Is Anti-Semitism Normal in Today's Society?

Columnist and author Bari Weiss in conversation with Jake Tapper at 92Y

92Y /
Sep 16 2019 | 01:45 PM

New York Times columnist Bari Weiss never thought anti-Semitism could be so open and mainstream until recently when it hit home.

On Oct. 27, 2018, everything changed when a gunman opened fire at the Tree of Life Or L'Simcha Congregation in her hometown of Pittsburgh, PA, the same shul where she became a bat mitzvah.

Weiss discussed the rise of anti-Semitism and her new book, “How to Fight Anti-Semitism,” on Sept. 15 in a conversation with CNN’s Jake Tapper at the 92nd Street Y. Weiss, 35, released the book this month.

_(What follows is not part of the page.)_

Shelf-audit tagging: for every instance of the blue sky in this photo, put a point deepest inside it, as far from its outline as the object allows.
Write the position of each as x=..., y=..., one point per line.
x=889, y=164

“I reject the idea that Jews are responsible for anti-Semitism,” Weiss said to the attendees. “Jews have been the target of more anti-Semitism acts than any other religious groups since 1995 in the United States.”

She recalled the tragic day that took place in Pittsburgh almost a year ago. She received a text from her sister Suzy Lee Weiss that morning telling her there was a shooting at the Tree of Life and immediately her mind raced to her father, Lou Weiss, who often attended Shabbat services.

Fortunately, he was not there that day, but she knew seven people who were killed.

“I would say that my life sort of changed with that text message,” she said. “I thought that anti-Semitism was a thing that happened to Jews in other places.”

"Could it Happen Here?"

Weiss explained that even after the shooting by white supremacist Robert Bowers, she figured it was a onetime incident. But it happened again, six months later in California when another synagogue was attacked.

“I find myself asking questions I never asked before,” she stated. “Could it happen here? Anti-Semitism is becoming socially acceptable.”

She pondered if our society has regressed and Jews no longer can walk the streets of the city freely with their yarmulkes on without being persecuted. Recently, there were two incidents in Brooklyn where Jews were assaulted; a gay Jewish man was harassed in the city two weeks ago; and a student at Hofstra University in Hempstead experienced anti-Semitism.

She contended that there are two types of anti-Semitism: Hanukkah anti-Semitism and Purim anti-Semitism. On the holiday of Purim, Jews were openly persecuted and killed, just as how Hamas and white supremacists openly hate Jews and want to kill them.

The other form, she said, is more clandestine and similar to how the Syrians and Greeks treated the Jews and forced them to disavow their religion and worship Greek gods. According to Weiss, Hanukkah anti-Semitism was used by the Soviet Union. She also referred to the growth of anti-Semitism in the left-wing Labour party in Britain.

On Netanyahu and Trump

Weiss discussed Israel and the Boycott, Divestment and Sanctions movement (also known as BDS), a Palestinian-led campaign promoting various forms of boycott against Israel until it meets what the campaign describes as Israel's obligations under international law. Weiss said many progressive Jews support BDS, but may not know what it is.

She explained that just because she is critical of Israeli Prime Minister Benjamin Netanyahu, this does not make her anti-Semitic. Weiss stressed that she is a Zionist and full supporter of the state of Israel.

Weiss also touched on President Donald Trump. She found Trump’s recent remarks that Jews who vote Democratic are disloyal to Israel reprehensible and completely inaccurate. This is “ringing bells that can’t be un-rung,” she said.

As she looks ahead to the future, Weiss is definitely alarmed by the rise of anti-Semitism, but feels Jews will prevail.

“We survived because we had profound values and ideas to offer to the world,” she said.